We get a little bit of a tense moment when Yuri finally heads to Eden Valley to retrieve Ennis Stussy’s case file from the police station. While at the station, Yuri comes face to face with the hapless Donny, who is easily convinced by Yuri to flee the premises without putting up a fight. Yuri pops up again later in the episode as Nikki is being transported to prison, and it’s here where things become truly intriguing. In the prison transport bus, we see that Nikki is sat next to none other than Season 1’s deaf hitman Mr. Wrench before the bus is ambushed and flips. Yuri, Meemo, and an unseen third party are the perpetrators, but I have to wonder exactly what they’re doing. It appears that their intentions are to finish off Nikki before she can spill any secrets, but Wrench’s involvement makes me question things. Could Varga’s men also be aiming to break Mr. Wrench out? Could that unseen third man be someone else from Season 1? Perhaps I’m overthinking a fun cameo, but Wrench is nowhere to be seen once the bus flips.
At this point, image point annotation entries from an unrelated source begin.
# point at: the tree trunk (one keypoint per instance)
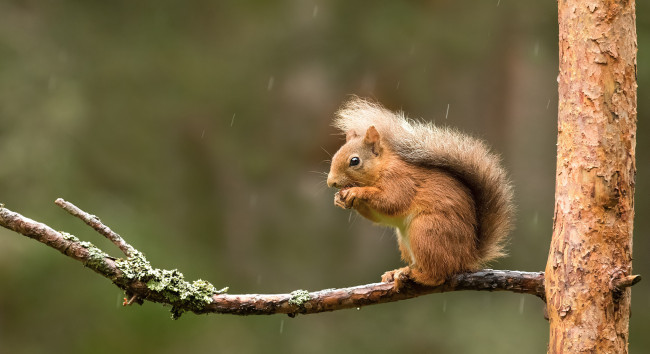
(594, 195)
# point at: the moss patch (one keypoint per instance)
(170, 284)
(299, 297)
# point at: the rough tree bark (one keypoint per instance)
(591, 249)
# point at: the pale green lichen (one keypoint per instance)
(69, 237)
(299, 297)
(171, 284)
(96, 257)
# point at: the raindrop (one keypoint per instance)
(269, 86)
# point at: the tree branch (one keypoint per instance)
(142, 282)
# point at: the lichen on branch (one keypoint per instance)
(142, 282)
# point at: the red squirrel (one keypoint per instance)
(445, 194)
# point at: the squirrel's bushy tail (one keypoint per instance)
(466, 158)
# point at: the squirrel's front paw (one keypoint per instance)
(345, 198)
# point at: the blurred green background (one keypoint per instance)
(198, 130)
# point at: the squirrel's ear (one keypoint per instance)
(372, 139)
(351, 134)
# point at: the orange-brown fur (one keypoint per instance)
(435, 212)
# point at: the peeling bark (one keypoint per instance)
(591, 247)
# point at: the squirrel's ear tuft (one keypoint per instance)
(372, 139)
(351, 134)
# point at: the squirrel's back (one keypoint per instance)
(464, 157)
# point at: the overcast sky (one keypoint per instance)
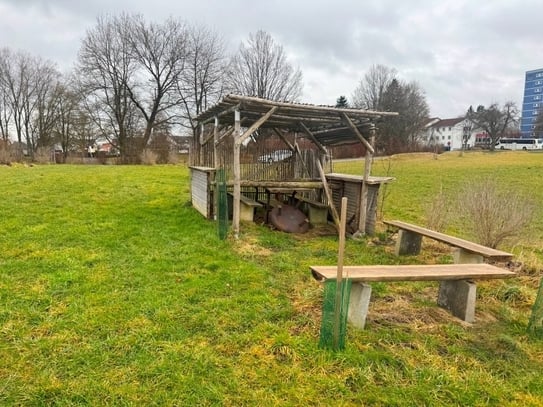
(460, 52)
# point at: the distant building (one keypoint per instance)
(449, 133)
(532, 102)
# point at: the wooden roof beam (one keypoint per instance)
(256, 125)
(313, 138)
(355, 130)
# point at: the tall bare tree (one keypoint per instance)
(381, 90)
(496, 121)
(370, 90)
(105, 68)
(201, 83)
(28, 83)
(261, 69)
(159, 52)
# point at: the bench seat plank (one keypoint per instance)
(451, 240)
(433, 272)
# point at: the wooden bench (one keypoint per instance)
(457, 291)
(247, 207)
(410, 239)
(317, 212)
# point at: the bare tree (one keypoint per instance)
(105, 67)
(494, 120)
(201, 83)
(381, 90)
(28, 84)
(370, 90)
(159, 52)
(5, 108)
(261, 69)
Though it wasn’t the most thrilling hour of the season, there were several engaging scenes powered by nothing more than solid performances. With only three episodes left, I wouldn’t expect the episodes moving forward to have such a mellow pace. Nikki will have to fight her way out of a tight situation and the walls are slowly but surely caving in on Emmit, but I guess that was inevitable.